Recordings were made from the helicopter on four occasions between 2007 and 2012 while the crew were out on police assignments.
Pogmore was part of the South Yorkshire Police Air Support Unit when the aircraft was used to record footage.
On a July 2008 flight, two naturists were filmed as they sat outside a caravan on Candy Farm, a naturist campsite near Doncaster.
Matthew Lucas, a police officer who was cleared of misconduct, told police in his interview that it was "common knowledge" Pogmore visited naturist camps and was the "team deviant".
Colin Wood, who runs Candy Farm, described the filming of it as an "abuse of power".
"It was an invasion of privacy just the same as somebody going out in a public place with a hidden camera and filming up ladies' skirts," he said.
"When we're naked there's nothing wrong with it, we're not ashamed, it's just the secretive invasion of privacy that's upsetting."
The pair who were filmed from the helicopter are said not to have returned to the campsite since.
"It's an abuse of public equipment," Mr Wood added.
He said it was the sort of thing you might expect from a schoolboy, not a grown man.
On the same day, Pogmore recorded a couple, who were his friends, having sex on their patio, the court heard.
At one point the naked woman is seen to wave at the aircraft, with the prosecution stating it was "no coincidence" that the helicopter flew above "while they brazenly put on a show".
A nude woman who was sunbathing with her daughters was also filmed from the aircraft in 2007, while other naked sunbathers were recorded in 2012.
Statements from all except the couple filmed having sex on the patio - who did not make a statement to police - said their privacy had been invaded.

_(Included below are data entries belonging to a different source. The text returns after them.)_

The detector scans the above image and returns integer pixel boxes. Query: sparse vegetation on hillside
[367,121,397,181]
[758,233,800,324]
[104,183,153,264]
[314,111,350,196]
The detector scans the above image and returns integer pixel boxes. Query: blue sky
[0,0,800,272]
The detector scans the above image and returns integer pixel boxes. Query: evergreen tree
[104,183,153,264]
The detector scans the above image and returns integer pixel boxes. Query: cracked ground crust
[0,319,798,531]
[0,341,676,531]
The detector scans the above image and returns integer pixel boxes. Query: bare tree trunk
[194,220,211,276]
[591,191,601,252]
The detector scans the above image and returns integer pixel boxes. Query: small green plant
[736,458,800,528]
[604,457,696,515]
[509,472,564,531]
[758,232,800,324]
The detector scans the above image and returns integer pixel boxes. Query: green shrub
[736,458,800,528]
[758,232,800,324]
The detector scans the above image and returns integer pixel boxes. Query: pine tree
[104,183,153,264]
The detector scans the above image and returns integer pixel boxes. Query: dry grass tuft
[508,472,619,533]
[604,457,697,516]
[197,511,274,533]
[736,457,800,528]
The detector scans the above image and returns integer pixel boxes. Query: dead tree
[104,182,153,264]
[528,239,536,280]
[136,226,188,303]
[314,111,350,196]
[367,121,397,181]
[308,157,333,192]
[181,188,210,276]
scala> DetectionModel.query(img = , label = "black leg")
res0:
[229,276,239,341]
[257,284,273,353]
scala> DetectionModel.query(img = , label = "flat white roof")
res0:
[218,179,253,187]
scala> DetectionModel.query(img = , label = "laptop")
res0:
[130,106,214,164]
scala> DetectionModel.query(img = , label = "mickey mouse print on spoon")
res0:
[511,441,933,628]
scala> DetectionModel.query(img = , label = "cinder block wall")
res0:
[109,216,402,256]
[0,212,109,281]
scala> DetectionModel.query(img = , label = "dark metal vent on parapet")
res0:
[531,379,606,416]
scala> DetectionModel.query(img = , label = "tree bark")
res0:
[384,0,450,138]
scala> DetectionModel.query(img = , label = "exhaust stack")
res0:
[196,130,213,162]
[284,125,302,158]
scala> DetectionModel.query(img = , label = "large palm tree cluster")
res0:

As well as the privacy aspect of the case, there is also the issue of reputational damage to the police.
Former Ch Supt Dick Rothwell said the misconduct was "as extreme as it gets" and would tarnish the image of the National Police Air Service (NPAS).
"This was not NPAS, this was the South Yorkshire Police Air Support Unit, but to most people a helicopter in the sky is just a police helicopter," he said.
"NPAS on a daily basis work their socks off. They work throughout the whole country, keeping people safe, finding people that are missing. Now all that, possibly, is tarnished."
Pogmore pleaded guilty to misconduct in a public office but Matthew Lucas, 42, Lee Walls, 47, Matthew Loosemore, 45, and Malcolm Reeves, 64, were all cleared by a jury of the same charge.
Mr Rothwell continued: "Whilst time will heal, initially people will have this case at the front of their minds; they will start to question for the first time what the police are doing in the air as opposed to just accepting it.
"For a period of time confidence will be reduced."
Outlining the severity of Pogmore's conduct, he said: "First of all it's a gross violation of the privacy of the individuals concerned, but also it's a gross misuse of a vital public resource.
"It's disgraceful, there's an element of trust in the public services and that trust has been grossly breached in this case. This just lets everybody down."